By Laura Nowlin
To help young ranchers establish themselves, and to give current ranchers a bit more security, a group of central Montanans are looking into creating a grassbank — a piece of land where livestock from several producers, who commit to conservation practices, could graze.
“There are several younger couples in Petroleum County or Fergus County that are trying to do both – trying to find grass to lease and work day jobs,” one Winnett-area rancher said in a recent survey by ACES, the Winnett community group investigating the idea. “They want to expand but don’t have the opportunity because there’s no grass available or it’s priced too high out of their price range to make it work.”
The issues most prevalent here mirror those of the rest of the Northern Great Plains: aging population of ranchers, successful ranch transition, and high land prices.
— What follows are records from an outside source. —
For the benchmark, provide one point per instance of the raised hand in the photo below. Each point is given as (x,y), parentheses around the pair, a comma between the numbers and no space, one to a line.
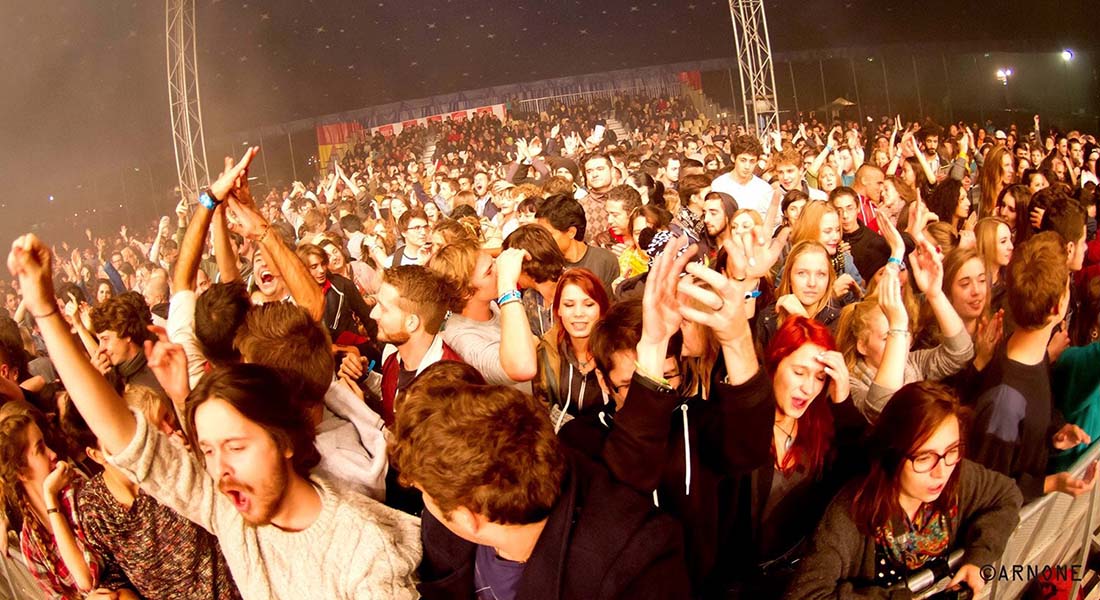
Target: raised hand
(509,264)
(843,284)
(889,231)
(890,300)
(244,219)
(230,178)
(970,575)
(1070,435)
(57,479)
(987,337)
(30,262)
(752,254)
(719,307)
(660,304)
(926,268)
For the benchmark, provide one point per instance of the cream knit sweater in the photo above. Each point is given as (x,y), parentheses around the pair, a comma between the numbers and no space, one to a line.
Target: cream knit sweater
(358,548)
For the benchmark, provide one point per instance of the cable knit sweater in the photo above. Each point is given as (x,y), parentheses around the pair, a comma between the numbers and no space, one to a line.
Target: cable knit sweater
(356,548)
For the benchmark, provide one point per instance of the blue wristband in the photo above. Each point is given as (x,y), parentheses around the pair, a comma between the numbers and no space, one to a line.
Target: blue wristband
(208,200)
(508,296)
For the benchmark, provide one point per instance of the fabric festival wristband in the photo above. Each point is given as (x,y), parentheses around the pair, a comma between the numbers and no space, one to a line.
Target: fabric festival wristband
(208,199)
(508,296)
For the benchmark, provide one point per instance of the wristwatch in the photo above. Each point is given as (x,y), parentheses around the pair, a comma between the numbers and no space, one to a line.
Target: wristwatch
(208,199)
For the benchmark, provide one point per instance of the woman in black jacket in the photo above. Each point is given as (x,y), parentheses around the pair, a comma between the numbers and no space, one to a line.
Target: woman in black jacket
(919,502)
(752,468)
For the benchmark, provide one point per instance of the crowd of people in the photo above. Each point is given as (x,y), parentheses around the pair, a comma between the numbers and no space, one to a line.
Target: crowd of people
(690,361)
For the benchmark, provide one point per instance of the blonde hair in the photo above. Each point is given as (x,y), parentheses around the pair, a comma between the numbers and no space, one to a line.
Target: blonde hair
(784,284)
(851,328)
(458,261)
(986,235)
(809,227)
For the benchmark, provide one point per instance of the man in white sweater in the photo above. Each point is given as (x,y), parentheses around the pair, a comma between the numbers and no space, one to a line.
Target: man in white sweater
(284,534)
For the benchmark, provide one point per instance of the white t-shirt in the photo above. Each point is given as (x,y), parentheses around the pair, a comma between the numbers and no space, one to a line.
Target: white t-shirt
(756,195)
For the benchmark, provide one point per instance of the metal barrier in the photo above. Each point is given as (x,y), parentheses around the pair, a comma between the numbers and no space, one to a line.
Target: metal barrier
(1056,530)
(19,584)
(537,105)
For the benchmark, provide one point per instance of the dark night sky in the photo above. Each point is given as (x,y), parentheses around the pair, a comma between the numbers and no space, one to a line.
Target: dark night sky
(86,96)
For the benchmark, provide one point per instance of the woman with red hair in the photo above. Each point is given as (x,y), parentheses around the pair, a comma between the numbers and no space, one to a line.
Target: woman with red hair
(751,470)
(920,501)
(567,380)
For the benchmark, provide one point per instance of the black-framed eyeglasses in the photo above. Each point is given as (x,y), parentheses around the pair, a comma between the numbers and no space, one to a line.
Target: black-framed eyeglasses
(619,388)
(927,460)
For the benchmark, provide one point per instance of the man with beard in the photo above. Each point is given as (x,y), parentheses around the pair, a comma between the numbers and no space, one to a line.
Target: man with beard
(484,206)
(740,183)
(718,209)
(410,311)
(597,174)
(284,533)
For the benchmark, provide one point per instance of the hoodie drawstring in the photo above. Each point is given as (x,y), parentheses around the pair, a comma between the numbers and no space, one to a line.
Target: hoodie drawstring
(683,413)
(569,399)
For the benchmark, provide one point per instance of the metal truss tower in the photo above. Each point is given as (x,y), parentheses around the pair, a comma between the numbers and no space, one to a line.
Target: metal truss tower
(184,99)
(755,65)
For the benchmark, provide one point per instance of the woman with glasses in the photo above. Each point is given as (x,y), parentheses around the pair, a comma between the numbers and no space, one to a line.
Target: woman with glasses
(919,502)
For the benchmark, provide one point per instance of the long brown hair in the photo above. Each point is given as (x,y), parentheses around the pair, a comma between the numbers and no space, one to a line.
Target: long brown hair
(991,178)
(906,422)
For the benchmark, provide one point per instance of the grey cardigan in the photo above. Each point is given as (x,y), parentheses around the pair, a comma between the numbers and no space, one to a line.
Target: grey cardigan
(932,363)
(840,560)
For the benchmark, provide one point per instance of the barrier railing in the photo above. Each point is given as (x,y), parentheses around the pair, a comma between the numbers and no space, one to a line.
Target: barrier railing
(537,105)
(18,584)
(1054,537)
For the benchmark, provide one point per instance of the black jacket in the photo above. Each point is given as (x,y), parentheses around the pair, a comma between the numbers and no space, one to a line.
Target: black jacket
(716,478)
(602,541)
(342,300)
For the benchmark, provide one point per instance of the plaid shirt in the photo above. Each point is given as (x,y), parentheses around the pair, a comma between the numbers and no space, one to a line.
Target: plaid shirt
(43,559)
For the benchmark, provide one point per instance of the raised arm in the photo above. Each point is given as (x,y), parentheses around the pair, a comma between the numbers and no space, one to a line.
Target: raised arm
(303,287)
(517,342)
(105,412)
(228,270)
(927,272)
(891,373)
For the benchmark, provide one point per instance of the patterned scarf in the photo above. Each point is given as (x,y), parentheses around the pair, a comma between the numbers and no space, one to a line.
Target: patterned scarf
(913,543)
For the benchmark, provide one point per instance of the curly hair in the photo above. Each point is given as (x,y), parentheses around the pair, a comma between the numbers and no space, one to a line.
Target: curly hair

Prices for grazing land increase unpredictably as area ranches are purchased by investors or as recreational retreats.
“Mostly when the ranches come up for sale, out-of-staters buy it and … they use it for recreational purposes mostly, like hunting,” another rancher said in the survey. “Those people don’t volunteer in the community. … They don’t buy groceries in the store year-round or use the post office year-round and don’t have kids in school. It’s a loss of population that [could have helped] keep the community going.”
What is a Grassbank?
A grassbank is a piece of land where grass is leased to multiple ranchers for a reduced rate. These ranchers earn reduced grazing fees by implementing conservation practices on their own private land. By managing for both conservation and community, a grassbank benefits wildlife and natural resources while also increasing economic opportunities in ranching communities.
Unlike preserves that set aside land to conserve wildlife, the grassbank model works to conserve a much larger landscape than a single property on its own — it works effectively on a scale that is both ecologically and socially relevant.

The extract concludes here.